Den Innenetat kritisierte Die Linke ebenfalls von rechts. Und das, obwohl er 1,8 Milliarden Euro mehr umfasst als in der ursprünglichen Finanzplanung vorgesehen. Dabei sind die Hälfte der Ausgaben für die Sicherheitsbehörden vorgesehen. Allein das Bundesinnenministerium und seine nachgeordneten Behörden – darunter der Verfassungsschutz – erhalten 1607 zusätzliche Stellen.

Das ist der Linkspartei offenbar nicht genug. In ihrer Rede beklagte Martina Renner, die Obfrau der Linken im Innenausschuss, „dass bis heute die Stellen aus dem Zuwachs des letzten Haushalts nicht annähernd besetzt sind“. Es gebe „allein 9000 offene Stellen bei der Bundespolizei“.
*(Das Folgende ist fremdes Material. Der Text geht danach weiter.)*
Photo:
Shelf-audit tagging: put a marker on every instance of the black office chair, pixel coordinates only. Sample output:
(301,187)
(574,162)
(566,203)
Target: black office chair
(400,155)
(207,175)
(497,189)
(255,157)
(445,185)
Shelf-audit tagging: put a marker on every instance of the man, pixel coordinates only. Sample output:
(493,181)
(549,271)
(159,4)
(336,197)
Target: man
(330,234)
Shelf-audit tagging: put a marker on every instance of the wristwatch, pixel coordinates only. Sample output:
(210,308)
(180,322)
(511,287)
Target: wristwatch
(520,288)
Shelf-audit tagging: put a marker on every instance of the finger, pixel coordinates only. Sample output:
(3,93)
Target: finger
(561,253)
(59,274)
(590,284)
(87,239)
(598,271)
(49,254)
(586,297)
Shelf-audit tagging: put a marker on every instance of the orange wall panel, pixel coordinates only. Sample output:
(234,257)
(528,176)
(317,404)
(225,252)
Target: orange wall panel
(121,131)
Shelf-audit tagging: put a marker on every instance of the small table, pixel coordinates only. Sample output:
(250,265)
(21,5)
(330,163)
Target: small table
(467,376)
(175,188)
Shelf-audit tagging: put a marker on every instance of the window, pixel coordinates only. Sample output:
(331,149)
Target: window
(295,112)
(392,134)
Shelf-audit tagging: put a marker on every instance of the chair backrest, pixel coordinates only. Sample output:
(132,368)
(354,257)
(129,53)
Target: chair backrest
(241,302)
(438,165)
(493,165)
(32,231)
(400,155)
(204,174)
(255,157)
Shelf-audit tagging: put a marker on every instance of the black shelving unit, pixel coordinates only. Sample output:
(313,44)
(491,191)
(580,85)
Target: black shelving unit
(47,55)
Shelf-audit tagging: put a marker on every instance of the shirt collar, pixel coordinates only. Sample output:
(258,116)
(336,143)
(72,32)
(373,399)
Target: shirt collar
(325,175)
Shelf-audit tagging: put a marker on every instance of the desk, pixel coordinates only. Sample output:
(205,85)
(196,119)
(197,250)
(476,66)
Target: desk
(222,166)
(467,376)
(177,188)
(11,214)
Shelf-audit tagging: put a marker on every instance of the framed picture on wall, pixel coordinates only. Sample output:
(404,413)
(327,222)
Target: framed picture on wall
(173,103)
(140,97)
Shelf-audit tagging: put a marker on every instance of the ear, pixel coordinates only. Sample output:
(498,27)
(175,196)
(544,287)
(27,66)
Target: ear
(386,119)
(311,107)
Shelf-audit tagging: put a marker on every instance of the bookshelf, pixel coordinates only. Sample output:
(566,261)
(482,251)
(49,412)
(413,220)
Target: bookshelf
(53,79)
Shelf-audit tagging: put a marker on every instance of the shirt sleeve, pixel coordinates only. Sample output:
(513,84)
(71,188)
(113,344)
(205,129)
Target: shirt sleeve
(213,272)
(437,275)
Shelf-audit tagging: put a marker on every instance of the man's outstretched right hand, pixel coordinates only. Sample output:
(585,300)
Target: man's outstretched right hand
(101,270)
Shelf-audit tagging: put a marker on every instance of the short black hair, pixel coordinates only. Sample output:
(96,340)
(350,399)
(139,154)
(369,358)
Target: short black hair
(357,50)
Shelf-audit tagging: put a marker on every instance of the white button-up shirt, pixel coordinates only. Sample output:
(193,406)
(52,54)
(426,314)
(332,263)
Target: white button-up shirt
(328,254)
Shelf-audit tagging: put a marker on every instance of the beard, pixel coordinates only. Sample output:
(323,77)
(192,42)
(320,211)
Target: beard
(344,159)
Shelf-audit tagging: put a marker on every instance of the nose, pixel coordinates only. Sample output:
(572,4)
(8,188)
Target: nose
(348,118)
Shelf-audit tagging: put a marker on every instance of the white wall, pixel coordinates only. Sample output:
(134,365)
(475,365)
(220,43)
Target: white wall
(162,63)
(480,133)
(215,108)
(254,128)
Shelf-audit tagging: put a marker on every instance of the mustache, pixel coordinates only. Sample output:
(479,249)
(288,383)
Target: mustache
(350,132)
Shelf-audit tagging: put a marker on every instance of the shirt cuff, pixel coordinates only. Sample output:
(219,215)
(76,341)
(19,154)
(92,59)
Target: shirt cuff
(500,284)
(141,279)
Kaum etwas könnte den rechten bürgerlichen Charakter der Linkspartei besser verdeutlichen, als der Ruf nach Militär und Polizei. Als Partei des Staatsapparats und der oberen Mittelschichten fürchtet Die Linke die wachsende Opposition von Arbeitern und Jugendlichen gegen die kapitalistische Kriegs- und Kürzungspolitik wie der Teufel das Weihwasser. Bereits bei der Europawahl 2014 hatte sie Poster mit der Aufschrift „Revolution – Nein danke!“ plakatiert, um der herrschenden Klasse zu signalisieren, dass sie auf ihrer Seite steht, wenn es darum geht, eine unabhängige Bewegung der Arbeiterklasse zu unterdrücken.

Die Sozialistische Gleichheitspartei bereitet eine solche Bewegung vor und nimmt aus diesem Grund auch an der Berlin-Wahl teil. In unserem Aufruf heißt es: „Wir geben der enormen Opposition, die im offiziellen Politikbetrieb keinen Ausdruck mehr findet, eine Stimme und eine sozialistische Perspektive, die die Bedürfnisse der Menschen vor die Profitinteressen stellt. Der Krieg kann nicht gestoppt, die soziale Verwüstung nicht beendet werden, ohne die Macht der Banken und Konzerne zu brechen und sie unter demokratische Kontrolle zu stellen.“

Die Verabschiedung des Kriegshaushalts verleiht dem sozialistischen Programm der SGP eine enorme Bedeutung und Dringlichkeit.